The combined employer-employee payroll tax is 17.9% with an annual ceiling of $43,400. Benefits begin at 65 and one month, with an increase to 67 in 2023. Benefits are determined based on how long workers have lived in the Netherlands.

Spending as a percentage of GDP was similar in the Netherlands to Canada, at 5.2% in 2000 and a projected 10% in 2050.

NIRS said that workplace plans in the Netherlands are only mandatory under industrywide agreements. Industries that have mandatory plans have some of the same benefits as Australian plans: economies of scale, fewer benefit losses for job changers and a high coverage rate of 80%.

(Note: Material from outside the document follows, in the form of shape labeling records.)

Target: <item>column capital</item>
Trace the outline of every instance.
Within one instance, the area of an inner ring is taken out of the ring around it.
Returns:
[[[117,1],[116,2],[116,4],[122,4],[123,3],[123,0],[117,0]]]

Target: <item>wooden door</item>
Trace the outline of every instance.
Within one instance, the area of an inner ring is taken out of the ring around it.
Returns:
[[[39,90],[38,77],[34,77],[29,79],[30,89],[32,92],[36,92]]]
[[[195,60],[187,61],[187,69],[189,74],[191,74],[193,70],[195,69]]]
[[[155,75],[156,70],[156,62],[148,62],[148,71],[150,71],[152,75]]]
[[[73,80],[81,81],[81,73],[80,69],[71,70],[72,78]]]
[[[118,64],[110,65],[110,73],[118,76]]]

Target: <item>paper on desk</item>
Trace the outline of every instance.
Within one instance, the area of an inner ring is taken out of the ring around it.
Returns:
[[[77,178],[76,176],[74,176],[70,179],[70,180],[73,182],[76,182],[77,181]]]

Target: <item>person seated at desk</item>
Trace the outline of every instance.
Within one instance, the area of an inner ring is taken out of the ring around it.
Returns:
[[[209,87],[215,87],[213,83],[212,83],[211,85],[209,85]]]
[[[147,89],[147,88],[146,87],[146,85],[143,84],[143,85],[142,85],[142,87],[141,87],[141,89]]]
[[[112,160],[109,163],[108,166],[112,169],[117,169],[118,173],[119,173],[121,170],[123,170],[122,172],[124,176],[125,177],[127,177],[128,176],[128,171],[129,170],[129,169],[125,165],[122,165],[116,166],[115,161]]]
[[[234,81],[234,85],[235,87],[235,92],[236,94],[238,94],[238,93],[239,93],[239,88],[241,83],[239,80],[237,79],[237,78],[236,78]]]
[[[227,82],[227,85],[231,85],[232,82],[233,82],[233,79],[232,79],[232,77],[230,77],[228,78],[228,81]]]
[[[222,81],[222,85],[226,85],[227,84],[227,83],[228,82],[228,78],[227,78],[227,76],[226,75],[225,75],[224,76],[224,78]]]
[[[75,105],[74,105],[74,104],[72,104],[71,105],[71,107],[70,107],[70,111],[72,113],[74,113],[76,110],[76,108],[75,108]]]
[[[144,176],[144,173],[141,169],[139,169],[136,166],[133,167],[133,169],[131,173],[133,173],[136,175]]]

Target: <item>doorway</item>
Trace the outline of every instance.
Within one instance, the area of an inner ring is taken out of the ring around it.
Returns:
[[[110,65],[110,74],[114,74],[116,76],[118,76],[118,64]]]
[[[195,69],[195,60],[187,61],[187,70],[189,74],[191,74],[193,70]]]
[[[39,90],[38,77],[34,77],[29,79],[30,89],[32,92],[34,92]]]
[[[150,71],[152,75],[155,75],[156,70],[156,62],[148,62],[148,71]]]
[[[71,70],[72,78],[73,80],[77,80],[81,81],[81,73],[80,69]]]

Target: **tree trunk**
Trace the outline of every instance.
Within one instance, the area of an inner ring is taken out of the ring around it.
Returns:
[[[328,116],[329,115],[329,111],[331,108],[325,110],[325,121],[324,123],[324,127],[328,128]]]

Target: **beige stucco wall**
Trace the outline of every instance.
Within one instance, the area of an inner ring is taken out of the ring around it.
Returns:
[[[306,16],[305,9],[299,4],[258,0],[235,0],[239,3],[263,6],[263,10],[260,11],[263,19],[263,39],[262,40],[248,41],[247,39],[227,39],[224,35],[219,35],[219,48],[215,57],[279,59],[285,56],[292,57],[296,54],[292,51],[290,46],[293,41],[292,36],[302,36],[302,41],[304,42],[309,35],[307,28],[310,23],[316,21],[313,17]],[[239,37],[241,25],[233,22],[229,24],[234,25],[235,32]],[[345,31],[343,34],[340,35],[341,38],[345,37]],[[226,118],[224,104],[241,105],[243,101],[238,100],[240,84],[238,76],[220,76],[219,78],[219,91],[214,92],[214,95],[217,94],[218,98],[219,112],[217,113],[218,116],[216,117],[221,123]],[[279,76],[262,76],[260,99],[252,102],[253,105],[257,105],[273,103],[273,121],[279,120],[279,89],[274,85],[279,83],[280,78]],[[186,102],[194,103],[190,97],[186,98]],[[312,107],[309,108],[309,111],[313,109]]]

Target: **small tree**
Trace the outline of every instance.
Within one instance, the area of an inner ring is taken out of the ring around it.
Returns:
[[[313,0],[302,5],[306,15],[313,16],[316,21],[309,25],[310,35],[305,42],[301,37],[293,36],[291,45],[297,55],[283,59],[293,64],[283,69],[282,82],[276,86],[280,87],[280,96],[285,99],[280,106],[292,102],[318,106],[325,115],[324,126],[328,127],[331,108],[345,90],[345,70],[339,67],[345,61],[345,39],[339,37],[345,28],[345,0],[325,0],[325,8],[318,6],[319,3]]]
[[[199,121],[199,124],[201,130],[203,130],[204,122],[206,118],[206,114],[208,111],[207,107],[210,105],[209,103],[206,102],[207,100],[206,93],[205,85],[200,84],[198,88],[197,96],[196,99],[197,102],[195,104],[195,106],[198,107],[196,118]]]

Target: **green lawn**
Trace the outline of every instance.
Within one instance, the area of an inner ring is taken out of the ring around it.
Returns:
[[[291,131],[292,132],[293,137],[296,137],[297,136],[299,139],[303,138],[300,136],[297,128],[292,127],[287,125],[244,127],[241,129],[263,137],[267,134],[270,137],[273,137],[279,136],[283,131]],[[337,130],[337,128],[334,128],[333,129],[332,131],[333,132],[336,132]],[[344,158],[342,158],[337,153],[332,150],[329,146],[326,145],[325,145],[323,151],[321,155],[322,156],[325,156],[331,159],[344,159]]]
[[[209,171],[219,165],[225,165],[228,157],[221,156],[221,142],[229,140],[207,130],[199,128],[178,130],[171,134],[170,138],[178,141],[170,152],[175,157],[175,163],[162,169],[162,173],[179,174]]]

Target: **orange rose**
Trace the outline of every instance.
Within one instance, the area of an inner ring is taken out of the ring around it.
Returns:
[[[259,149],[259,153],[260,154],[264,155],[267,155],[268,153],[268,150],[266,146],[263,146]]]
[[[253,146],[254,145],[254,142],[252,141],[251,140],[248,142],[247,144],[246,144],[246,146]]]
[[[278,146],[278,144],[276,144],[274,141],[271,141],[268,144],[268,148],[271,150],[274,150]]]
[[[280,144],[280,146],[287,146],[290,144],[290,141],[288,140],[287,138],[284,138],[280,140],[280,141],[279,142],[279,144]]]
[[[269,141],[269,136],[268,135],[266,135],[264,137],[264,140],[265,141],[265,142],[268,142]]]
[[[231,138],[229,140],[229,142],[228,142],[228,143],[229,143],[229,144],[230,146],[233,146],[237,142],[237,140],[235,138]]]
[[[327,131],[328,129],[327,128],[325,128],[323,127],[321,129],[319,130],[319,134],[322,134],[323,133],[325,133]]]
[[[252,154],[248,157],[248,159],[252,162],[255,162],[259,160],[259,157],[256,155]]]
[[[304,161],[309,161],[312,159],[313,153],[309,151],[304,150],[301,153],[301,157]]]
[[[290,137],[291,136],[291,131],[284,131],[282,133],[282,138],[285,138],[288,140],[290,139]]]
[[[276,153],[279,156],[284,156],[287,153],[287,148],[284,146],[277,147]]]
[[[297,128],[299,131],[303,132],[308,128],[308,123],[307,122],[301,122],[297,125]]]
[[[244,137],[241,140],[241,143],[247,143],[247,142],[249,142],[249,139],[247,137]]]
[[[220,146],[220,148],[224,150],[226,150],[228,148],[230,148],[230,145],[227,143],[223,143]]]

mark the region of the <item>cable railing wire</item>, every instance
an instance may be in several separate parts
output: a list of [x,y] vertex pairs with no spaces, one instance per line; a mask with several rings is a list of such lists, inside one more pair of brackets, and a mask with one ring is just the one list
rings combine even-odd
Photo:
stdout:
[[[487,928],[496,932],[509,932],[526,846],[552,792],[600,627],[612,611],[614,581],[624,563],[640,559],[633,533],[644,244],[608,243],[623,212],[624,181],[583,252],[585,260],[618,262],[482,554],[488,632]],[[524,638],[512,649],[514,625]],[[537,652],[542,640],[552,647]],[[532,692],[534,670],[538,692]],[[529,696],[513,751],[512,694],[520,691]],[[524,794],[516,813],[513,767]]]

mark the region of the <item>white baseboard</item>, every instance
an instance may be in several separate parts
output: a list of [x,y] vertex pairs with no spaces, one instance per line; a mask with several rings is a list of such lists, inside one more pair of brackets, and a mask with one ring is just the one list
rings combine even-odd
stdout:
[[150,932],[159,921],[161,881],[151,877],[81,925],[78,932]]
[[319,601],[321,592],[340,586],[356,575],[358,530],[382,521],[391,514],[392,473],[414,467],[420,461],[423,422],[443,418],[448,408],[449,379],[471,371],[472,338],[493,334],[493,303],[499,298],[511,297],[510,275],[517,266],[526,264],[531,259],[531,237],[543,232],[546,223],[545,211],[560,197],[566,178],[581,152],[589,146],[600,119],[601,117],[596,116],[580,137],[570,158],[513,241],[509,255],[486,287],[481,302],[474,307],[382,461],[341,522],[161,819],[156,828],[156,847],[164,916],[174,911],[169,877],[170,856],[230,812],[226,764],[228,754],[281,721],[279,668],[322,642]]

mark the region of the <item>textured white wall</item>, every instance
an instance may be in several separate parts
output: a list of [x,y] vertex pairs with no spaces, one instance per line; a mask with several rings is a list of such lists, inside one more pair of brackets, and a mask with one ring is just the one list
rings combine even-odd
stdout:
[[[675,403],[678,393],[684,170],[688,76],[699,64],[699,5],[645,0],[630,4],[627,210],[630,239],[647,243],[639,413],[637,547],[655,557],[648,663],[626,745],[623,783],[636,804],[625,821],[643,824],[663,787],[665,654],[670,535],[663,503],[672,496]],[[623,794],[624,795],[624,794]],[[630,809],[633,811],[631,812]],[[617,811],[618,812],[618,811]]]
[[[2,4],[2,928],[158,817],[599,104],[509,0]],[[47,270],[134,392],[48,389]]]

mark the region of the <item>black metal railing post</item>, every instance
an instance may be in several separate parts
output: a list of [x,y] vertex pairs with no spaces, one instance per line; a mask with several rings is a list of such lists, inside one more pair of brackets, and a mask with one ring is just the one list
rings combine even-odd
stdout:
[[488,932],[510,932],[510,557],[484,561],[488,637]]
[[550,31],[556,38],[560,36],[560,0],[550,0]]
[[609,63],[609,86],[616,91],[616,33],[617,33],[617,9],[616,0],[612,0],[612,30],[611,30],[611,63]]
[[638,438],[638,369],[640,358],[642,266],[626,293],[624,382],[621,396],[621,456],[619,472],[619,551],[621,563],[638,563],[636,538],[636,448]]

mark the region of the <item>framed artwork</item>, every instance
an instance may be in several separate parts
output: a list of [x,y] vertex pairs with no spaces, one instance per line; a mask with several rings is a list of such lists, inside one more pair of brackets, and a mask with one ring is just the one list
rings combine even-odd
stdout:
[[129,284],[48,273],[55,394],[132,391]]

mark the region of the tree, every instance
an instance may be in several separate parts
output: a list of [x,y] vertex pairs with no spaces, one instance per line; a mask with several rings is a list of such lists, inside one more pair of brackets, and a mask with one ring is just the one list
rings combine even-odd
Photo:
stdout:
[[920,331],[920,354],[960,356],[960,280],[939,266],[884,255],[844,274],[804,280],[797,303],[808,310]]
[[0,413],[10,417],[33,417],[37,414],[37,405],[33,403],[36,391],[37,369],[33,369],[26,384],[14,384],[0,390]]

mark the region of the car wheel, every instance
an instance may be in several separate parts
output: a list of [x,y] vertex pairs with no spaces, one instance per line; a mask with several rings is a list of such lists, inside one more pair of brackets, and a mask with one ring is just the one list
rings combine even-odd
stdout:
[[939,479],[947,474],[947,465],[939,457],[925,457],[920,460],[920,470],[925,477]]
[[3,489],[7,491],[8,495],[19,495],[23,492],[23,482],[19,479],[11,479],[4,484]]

Employers who aren’t part of an industry with mandatory plans can still choose to offer a corporate pension plan. Including those voluntary employer-sponsored plans, coverage increases to 95%.

The Netherlands also offers collective defined contribution plans that combine features of DB and DC plans. Benefits in those plans are based on workers’ career average earnings and how long they’ve participated. Employees and employers contribute, and contributions are tax-deductible.

NIRS found that risk is shared in collective plans through risk pooling across workers and over time. Employers’ contribution rates are fixed. Higher rates can be negotiated to cover the cost of future benefits, a cost that is shared between employees and employers, but rates can’t be adjusted based on the plan’s funded status or returns achieved.

DB plans in the Netherlands are required to have a funding level of 105%. If they fall below that and can’t recover with increased employee contributions within three years, benefit levels are reduced. They’re also required to have a “buffer” in the event of a financial crisis, raising the minimum funded level on most plans to about 125%.